Ainsi Ming Jinwei, rédacteur en chef de l’agence de presse publique chinoise XinHua, a écrit sur son blog WeChat qu’il était dans l’intérêt de la Chine d’apporter un soutien, même lointain, à la Russie dans la crise ukrainienne, car Pékin aura besoin du soutien de Moscou pour asseoir sa domination sur Taïwan.

La Russie s’est déjà positionnée très clairement aux côtés de la Chine au sujet de Taïwan. Sergueï Lavrov, le ministre des Affaires étrangères du pays, avait déclaré l’an dernier que « la Russie considère que Taïwan fait partie de la République populaire de Chine. »

La Chine scrute la réponse occidentale en Ukraine

Aussi, Taïwan suit de très près l’évolution de la situation en Ukraine. Et ce n’est pas un hasard si une délégation d’anciens cadres de l’armée et de services de sécurité américains envoyée par le président Joe Biden s’est rendue sur l’île le 1er mars. Un geste qui a rassuré le gouvernement taiwanais.

Un geste que la Chine n’a pas apprécié. Un porte-parole du ministère chinois des Affaires étrangères a qualifié de « futile » ce nouveau soutien américain à Taïwan. « La volonté du peuple chinois de défendre notre souveraineté nationale et notre intégrité territoriale est inébranlable », a déclaré Wang Wenbin lors de son point presse quotidien. Les responsables chinois ont par ailleurs utilisé les mêmes termes pour exprimer le respect du pays pour la souveraineté de l’Ukraine.
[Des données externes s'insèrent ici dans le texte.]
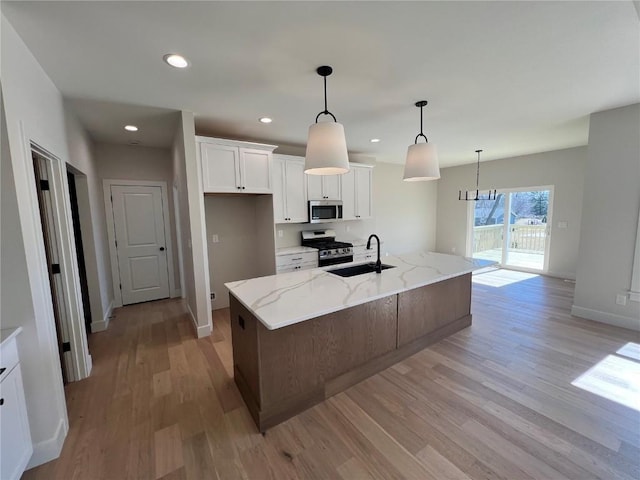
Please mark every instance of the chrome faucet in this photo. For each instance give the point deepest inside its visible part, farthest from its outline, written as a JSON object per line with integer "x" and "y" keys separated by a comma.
{"x": 378, "y": 262}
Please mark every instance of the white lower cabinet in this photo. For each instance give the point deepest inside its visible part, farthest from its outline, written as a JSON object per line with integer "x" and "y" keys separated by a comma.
{"x": 15, "y": 437}
{"x": 296, "y": 261}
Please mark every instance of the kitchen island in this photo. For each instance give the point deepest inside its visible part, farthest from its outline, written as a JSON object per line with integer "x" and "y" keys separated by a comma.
{"x": 301, "y": 337}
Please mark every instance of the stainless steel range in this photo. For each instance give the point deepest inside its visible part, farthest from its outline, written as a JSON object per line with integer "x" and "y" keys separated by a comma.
{"x": 330, "y": 252}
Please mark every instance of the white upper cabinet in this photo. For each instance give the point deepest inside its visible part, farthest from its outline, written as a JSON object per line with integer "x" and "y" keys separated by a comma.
{"x": 323, "y": 187}
{"x": 234, "y": 167}
{"x": 289, "y": 194}
{"x": 356, "y": 192}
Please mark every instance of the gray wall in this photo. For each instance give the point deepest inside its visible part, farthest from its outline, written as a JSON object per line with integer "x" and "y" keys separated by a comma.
{"x": 237, "y": 255}
{"x": 564, "y": 169}
{"x": 610, "y": 216}
{"x": 404, "y": 215}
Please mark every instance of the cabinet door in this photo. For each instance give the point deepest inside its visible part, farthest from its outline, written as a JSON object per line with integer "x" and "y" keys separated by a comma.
{"x": 331, "y": 187}
{"x": 255, "y": 171}
{"x": 14, "y": 437}
{"x": 363, "y": 177}
{"x": 349, "y": 195}
{"x": 296, "y": 195}
{"x": 314, "y": 187}
{"x": 220, "y": 168}
{"x": 279, "y": 191}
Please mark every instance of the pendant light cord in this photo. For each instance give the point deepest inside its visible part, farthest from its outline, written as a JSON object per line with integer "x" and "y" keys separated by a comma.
{"x": 478, "y": 171}
{"x": 325, "y": 111}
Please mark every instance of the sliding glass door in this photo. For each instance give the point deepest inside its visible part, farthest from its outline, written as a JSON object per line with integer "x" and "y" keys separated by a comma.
{"x": 513, "y": 229}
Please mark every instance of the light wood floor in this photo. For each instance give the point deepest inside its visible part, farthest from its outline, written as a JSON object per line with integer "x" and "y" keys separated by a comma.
{"x": 494, "y": 401}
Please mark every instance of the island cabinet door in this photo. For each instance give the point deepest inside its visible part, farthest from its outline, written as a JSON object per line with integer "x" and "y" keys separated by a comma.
{"x": 244, "y": 337}
{"x": 436, "y": 310}
{"x": 297, "y": 361}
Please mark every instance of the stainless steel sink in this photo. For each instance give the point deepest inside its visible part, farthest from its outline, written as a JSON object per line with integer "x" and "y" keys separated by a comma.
{"x": 358, "y": 269}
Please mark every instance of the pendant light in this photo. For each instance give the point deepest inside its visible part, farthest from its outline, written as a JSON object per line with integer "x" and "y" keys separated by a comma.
{"x": 422, "y": 158}
{"x": 470, "y": 195}
{"x": 326, "y": 144}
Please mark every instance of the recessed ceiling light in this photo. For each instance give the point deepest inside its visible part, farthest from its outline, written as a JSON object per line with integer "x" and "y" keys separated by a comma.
{"x": 175, "y": 60}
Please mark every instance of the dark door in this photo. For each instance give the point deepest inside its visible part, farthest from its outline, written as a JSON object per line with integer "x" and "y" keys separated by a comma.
{"x": 44, "y": 202}
{"x": 77, "y": 233}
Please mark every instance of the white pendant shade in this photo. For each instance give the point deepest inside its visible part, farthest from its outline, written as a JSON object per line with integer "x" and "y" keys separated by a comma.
{"x": 326, "y": 150}
{"x": 422, "y": 163}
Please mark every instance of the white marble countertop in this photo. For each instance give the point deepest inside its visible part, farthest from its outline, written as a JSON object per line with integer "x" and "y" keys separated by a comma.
{"x": 294, "y": 250}
{"x": 288, "y": 298}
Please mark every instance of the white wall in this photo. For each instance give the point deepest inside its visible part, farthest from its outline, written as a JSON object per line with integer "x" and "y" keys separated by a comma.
{"x": 237, "y": 255}
{"x": 404, "y": 215}
{"x": 610, "y": 215}
{"x": 194, "y": 247}
{"x": 129, "y": 162}
{"x": 564, "y": 169}
{"x": 92, "y": 221}
{"x": 34, "y": 111}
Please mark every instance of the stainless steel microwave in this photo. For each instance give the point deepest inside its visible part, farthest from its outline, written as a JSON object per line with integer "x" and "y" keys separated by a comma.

Pour Zsuzsa Anna Ferenczy, experte des relations internationales de la Chine, interrogée par France 24, les autorités chinoises guettent la réponse occidentale à l’invasion russe de l’Ukraine pour voir jusqu’où les Occidentaux peuvent aller. « Les États membres de l’UE agissent avec détermination, ce que peu attendaient d’un bloc souvent considéré comme divisé et faible. Il est important que Pékin suive cette évolution, pour voir jusqu’où et à quelle vitesse les Européens peuvent et veulent agir au cas où la Chine modifierait le statu quo avec Taïwan. »

Des habitants de Taïwan et des slaves de Taiwan protestent contre l'invasion militaire de l'Ukraine par la Russie, à Taipei, le 25 février 2022.
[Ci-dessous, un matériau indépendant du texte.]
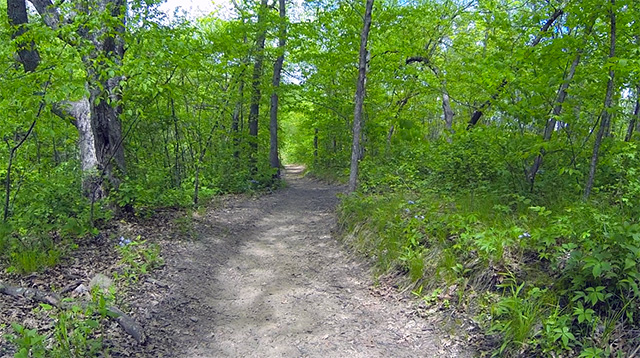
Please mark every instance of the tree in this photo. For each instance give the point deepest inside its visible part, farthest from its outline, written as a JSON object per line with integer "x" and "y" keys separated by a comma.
{"x": 96, "y": 116}
{"x": 605, "y": 116}
{"x": 274, "y": 159}
{"x": 359, "y": 101}
{"x": 256, "y": 95}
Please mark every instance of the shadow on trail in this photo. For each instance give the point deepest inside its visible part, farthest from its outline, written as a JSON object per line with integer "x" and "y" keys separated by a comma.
{"x": 268, "y": 280}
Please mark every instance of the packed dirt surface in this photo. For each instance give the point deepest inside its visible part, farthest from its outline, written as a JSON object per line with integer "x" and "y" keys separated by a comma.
{"x": 250, "y": 277}
{"x": 269, "y": 280}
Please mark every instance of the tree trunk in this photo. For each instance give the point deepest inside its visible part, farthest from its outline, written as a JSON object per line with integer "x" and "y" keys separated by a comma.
{"x": 254, "y": 109}
{"x": 274, "y": 159}
{"x": 97, "y": 115}
{"x": 635, "y": 118}
{"x": 605, "y": 120}
{"x": 359, "y": 100}
{"x": 315, "y": 146}
{"x": 551, "y": 122}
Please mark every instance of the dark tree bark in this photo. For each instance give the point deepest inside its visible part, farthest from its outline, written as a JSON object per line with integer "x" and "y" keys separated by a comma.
{"x": 97, "y": 115}
{"x": 18, "y": 19}
{"x": 256, "y": 95}
{"x": 635, "y": 118}
{"x": 551, "y": 122}
{"x": 477, "y": 114}
{"x": 274, "y": 159}
{"x": 605, "y": 117}
{"x": 446, "y": 101}
{"x": 359, "y": 100}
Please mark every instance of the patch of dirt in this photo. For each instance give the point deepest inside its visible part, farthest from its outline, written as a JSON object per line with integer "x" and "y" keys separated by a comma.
{"x": 255, "y": 277}
{"x": 267, "y": 279}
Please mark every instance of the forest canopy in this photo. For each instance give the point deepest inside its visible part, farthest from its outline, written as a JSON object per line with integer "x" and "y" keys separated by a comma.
{"x": 496, "y": 147}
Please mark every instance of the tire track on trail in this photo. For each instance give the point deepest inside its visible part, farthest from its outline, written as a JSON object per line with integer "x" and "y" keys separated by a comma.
{"x": 267, "y": 279}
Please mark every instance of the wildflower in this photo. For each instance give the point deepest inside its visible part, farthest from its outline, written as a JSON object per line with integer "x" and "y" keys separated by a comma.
{"x": 124, "y": 242}
{"x": 524, "y": 235}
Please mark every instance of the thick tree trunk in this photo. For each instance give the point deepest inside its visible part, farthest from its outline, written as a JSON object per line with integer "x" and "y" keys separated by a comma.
{"x": 359, "y": 101}
{"x": 274, "y": 159}
{"x": 551, "y": 122}
{"x": 605, "y": 120}
{"x": 635, "y": 118}
{"x": 97, "y": 115}
{"x": 256, "y": 95}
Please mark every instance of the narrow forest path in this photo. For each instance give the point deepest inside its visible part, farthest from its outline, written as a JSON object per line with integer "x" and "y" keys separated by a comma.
{"x": 269, "y": 280}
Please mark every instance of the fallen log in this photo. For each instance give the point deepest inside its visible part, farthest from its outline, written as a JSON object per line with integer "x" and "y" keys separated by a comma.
{"x": 127, "y": 323}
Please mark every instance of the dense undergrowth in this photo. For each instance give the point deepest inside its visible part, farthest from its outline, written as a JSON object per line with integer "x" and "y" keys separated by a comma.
{"x": 546, "y": 272}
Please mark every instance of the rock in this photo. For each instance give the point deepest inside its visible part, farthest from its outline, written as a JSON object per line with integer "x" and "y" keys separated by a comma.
{"x": 101, "y": 281}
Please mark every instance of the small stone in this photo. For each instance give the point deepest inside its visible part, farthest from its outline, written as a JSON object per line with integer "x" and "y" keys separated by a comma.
{"x": 101, "y": 281}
Des habitants de Taïwan et des slaves de Taiwan protestent contre l’invasion militaire de l’Ukraine par la Russie, à Taipei, le 25 février 2022.
 

À Taipei, où la guerre en Ukraine prend donc une résonance toute particulière, plusieurs jours durant, des dizaines de personnes ont manifesté leur soutien aux Ukrainiens.

« Le Parti communiste chinois doit observer avec anxiété la résilience du peuple ukrainien, qui a obtenu un soutien et une solidarité de la part du peuple taiwanais. C’est une raison supplémentaire pour la Chine de reconsidérer ses projets concernant Taïwan », conclut Zsuzsa Anna Ferenczy.